In the sunshine yesterday, the yin-and-yang of the city was on display, at once dry and wet. People headed outdoors, trailing their dogs and children, stepping over leftover puddles and mushy clumps of maple leaves, trying to remember when they last did such a simple thing as stand outside without aid of umbrella, awning or hood. Children complained about being cooped up for days. Grown-ups grumbled about expanding waistlines from extended periods of TV watching and ice cream eating. Everyone preferred to talk about how miserable it had been in the rain. They let the sunshine speak for itself.
"It feels very good," said Banroy Brown, 24, a construction worker lounging in partly dry Prospect Park in Brooklyn. "You know what I mean?"
In parts of New Jersey that suffered severe flooding in the storm, officials and residents took advantage of the clear skies to assess the damage. "It feels good to be out," said Gail Lino, 45, as she stood outside her husband's flooded home in the unfortunately named Pleasureland section of Oakland, where evacuated residents returned for the first time yesterday. "Once the water goes down, there will be a lot of work to do. I'm not looking forward it."

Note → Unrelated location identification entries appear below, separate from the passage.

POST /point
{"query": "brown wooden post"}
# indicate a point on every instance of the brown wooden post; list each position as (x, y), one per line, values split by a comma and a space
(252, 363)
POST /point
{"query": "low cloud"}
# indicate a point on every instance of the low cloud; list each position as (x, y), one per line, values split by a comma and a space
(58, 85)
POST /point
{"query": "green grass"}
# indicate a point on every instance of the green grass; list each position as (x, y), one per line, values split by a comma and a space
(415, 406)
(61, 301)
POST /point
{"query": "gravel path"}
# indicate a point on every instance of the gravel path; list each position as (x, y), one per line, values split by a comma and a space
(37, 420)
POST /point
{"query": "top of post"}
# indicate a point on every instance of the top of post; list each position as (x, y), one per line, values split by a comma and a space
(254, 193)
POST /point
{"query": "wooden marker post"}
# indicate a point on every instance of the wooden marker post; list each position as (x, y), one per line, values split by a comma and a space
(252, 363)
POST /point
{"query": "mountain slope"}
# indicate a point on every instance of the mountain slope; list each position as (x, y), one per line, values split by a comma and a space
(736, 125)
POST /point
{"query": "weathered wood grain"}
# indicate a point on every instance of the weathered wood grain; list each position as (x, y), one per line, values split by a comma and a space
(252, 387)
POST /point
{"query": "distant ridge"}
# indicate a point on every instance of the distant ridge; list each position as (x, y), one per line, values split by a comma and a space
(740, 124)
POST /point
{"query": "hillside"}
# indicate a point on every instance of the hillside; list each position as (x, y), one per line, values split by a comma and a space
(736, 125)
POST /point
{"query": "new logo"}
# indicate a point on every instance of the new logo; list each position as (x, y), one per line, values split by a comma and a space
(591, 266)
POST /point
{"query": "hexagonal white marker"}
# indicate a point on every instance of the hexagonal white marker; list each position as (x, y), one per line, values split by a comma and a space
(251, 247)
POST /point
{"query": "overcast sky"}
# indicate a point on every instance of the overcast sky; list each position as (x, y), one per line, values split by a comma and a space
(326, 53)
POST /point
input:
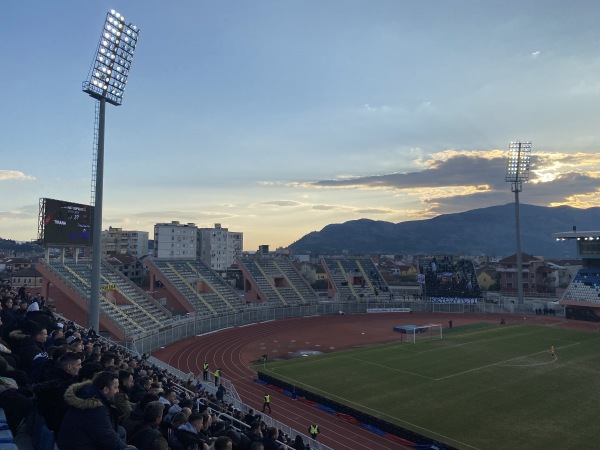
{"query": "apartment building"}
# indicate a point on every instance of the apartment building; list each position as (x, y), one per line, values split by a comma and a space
(116, 241)
(219, 247)
(175, 240)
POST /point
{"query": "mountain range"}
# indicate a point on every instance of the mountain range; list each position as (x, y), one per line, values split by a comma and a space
(484, 231)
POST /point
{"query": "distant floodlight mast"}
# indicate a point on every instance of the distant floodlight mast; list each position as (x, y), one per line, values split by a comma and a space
(106, 83)
(519, 156)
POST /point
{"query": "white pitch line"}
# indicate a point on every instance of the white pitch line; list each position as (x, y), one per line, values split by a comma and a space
(499, 363)
(390, 368)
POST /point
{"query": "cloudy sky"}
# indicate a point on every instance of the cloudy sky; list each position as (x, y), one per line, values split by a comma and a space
(278, 117)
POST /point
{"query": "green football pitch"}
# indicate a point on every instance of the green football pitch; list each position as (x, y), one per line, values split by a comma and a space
(480, 387)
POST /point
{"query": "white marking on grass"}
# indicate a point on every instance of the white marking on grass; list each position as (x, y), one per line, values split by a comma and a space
(428, 431)
(499, 363)
(371, 363)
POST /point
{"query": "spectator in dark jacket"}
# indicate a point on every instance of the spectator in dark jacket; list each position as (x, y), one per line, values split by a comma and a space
(186, 436)
(146, 435)
(90, 422)
(50, 394)
(32, 347)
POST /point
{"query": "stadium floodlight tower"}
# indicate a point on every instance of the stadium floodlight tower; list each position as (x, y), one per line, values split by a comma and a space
(106, 83)
(519, 155)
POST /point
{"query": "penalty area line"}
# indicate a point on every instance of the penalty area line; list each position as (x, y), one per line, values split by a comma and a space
(501, 363)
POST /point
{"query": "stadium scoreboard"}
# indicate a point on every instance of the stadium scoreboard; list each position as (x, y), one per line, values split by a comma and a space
(66, 223)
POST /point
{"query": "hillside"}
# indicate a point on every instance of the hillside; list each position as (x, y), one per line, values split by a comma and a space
(489, 231)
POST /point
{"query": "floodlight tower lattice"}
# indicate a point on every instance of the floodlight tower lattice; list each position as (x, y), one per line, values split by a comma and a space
(106, 83)
(519, 156)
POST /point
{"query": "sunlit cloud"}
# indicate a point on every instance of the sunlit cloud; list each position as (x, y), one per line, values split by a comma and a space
(181, 215)
(374, 211)
(284, 203)
(6, 175)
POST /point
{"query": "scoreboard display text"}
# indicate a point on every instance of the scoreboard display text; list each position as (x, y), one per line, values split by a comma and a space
(67, 223)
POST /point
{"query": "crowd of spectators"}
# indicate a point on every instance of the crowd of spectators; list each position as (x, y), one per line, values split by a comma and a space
(93, 394)
(447, 278)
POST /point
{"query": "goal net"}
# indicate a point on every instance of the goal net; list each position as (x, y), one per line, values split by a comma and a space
(419, 333)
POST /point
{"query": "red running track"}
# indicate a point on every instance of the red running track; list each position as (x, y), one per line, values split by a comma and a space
(234, 349)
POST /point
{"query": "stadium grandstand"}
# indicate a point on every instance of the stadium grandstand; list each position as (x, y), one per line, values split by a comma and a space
(195, 286)
(354, 279)
(448, 280)
(581, 299)
(273, 280)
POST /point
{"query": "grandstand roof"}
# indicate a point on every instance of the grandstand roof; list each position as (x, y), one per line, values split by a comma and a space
(578, 235)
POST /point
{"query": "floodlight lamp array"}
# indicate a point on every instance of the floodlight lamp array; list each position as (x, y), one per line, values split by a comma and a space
(114, 56)
(519, 157)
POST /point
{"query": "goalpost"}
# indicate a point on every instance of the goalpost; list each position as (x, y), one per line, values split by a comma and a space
(429, 332)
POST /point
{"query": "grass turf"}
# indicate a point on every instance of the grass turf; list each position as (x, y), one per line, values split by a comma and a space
(481, 387)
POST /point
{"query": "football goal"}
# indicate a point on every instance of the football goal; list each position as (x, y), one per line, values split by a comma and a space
(417, 333)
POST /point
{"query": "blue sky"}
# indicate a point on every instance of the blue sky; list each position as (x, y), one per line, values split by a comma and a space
(278, 117)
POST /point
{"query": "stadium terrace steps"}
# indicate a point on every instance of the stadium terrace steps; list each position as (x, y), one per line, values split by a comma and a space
(342, 271)
(278, 281)
(180, 276)
(585, 287)
(140, 313)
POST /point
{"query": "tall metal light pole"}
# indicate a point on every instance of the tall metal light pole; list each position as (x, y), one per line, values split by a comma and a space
(519, 155)
(106, 83)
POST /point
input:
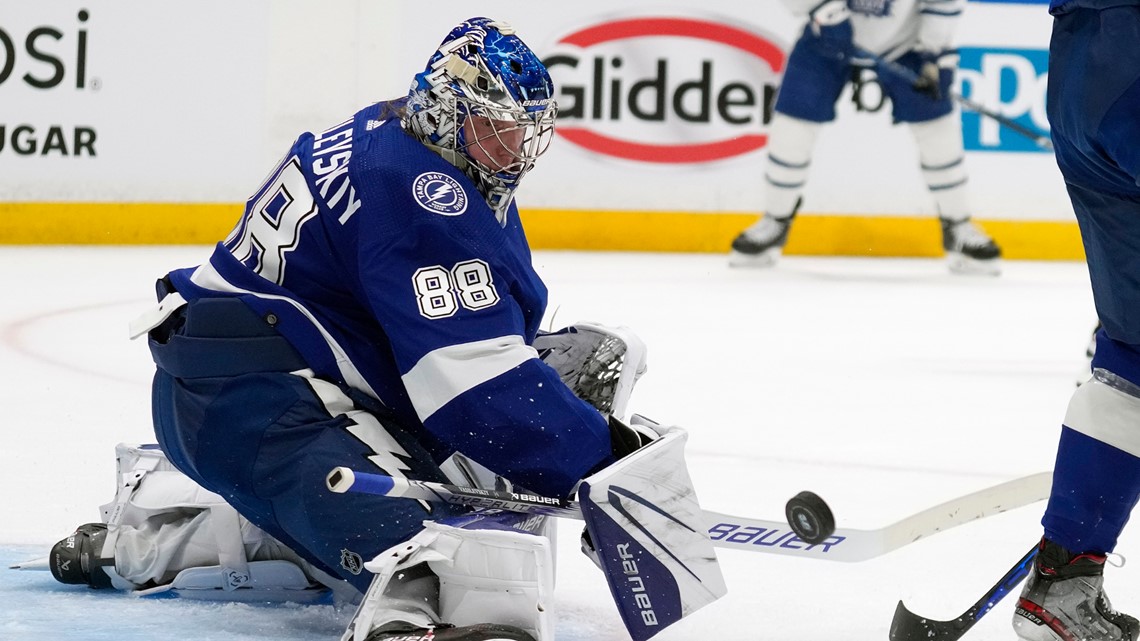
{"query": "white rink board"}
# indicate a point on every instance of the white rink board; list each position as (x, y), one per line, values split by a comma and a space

Even in a big, bad city like New York, people like their sunshine. The view is not as splendid from behind rain-streaked windows. Everywhere yesterday, there were scenes of a town finally aglow. A young man in a ponytail trimmed white lilies at a flower stand in a place too sunny to be called Hell's Kitchen. Couples kissed in Central Park as the notes from a man's saxophone blended with the wail of a police siren, creating a jazz all its own. In crowded Columbus Circle, the explorer stared unblinking into the heart of the sun, the only precipitation from the spray of the fountains.
"It feels like summer today," said Greta Post, 8, who came to the circle with her father and brother and provided as concise a weather report as any. "It was raining all this week, and it's finally sunny again."

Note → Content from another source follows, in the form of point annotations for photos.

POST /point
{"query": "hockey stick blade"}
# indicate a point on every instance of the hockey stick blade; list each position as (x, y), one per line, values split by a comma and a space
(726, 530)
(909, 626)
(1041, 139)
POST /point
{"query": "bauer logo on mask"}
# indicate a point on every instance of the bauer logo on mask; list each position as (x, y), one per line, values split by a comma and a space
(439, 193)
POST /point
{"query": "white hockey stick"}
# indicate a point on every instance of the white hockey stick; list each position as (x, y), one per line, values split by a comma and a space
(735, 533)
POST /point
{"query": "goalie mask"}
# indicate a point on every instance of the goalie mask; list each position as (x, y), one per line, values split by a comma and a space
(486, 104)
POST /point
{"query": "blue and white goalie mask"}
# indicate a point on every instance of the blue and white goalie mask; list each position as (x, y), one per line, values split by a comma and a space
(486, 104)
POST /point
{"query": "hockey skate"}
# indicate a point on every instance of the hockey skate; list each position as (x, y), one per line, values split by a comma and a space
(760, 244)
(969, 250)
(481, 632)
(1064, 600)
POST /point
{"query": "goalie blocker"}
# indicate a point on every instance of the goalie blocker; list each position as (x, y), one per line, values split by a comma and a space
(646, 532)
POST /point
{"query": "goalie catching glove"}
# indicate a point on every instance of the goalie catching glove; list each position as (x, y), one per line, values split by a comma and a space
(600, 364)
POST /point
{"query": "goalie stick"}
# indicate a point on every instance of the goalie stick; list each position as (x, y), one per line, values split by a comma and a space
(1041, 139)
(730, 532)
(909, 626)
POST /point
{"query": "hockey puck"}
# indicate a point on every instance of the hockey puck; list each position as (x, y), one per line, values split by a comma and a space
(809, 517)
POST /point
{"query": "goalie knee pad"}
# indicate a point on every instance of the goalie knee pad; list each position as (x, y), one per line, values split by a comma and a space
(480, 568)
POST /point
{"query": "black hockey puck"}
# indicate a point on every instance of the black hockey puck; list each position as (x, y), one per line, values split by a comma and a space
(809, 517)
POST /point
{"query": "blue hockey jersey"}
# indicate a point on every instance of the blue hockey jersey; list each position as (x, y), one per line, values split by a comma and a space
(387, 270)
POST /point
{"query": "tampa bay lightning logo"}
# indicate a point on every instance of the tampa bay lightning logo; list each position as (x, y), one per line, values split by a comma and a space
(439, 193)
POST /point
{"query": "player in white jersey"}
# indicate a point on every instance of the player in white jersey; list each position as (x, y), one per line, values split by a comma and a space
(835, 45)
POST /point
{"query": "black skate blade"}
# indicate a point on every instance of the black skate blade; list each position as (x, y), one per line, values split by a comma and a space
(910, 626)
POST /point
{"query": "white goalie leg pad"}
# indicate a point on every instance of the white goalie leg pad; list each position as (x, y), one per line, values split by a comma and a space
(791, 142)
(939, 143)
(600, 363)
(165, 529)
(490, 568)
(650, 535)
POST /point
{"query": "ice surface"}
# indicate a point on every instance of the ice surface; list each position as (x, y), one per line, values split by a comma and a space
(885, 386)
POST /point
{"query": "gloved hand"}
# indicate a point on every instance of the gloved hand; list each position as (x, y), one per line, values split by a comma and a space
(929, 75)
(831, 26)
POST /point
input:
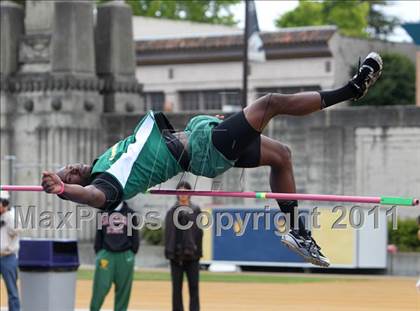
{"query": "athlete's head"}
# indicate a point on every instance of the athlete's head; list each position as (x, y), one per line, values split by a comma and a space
(75, 174)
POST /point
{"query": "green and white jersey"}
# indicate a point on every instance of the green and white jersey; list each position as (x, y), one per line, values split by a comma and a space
(140, 161)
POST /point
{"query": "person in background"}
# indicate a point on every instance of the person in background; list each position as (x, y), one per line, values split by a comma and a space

But it wasn't quite summertime in October. A chilly wind blew in from the northwest, and people draped sweaters and coats around their waists and shoulders, carrying rolled-up umbrellas, just in case.
Angelo Colon, a mailman, hung his umbrella between the pouches of mail on his cart as he made his rounds on West 46th Street.
Skepticism ran rampant. Some did not even believe it had rained so much, though the proof was in the evaporating puddles. "This is all a myth," said Kenny Savelson, 39, a musician from Fort Greene, Brooklyn, who had returned home on Friday night from a two-week tour overseas. "It was really raining all the time?"
Others feared the rains would return at any moment. "The weather is like the hearts of men," said D. Washington, 34, as he strolled on a street in Upper Manhattan. "I don't trust it. It's subject to change."
I was raised in Southern California and adore rain. I also enjoy taking photographs when it rains — everything is clean and has a bit of a sheen to it; others are taking cover from the raindrops; and there are puddles galore in which to find reflections and unusual perspectives.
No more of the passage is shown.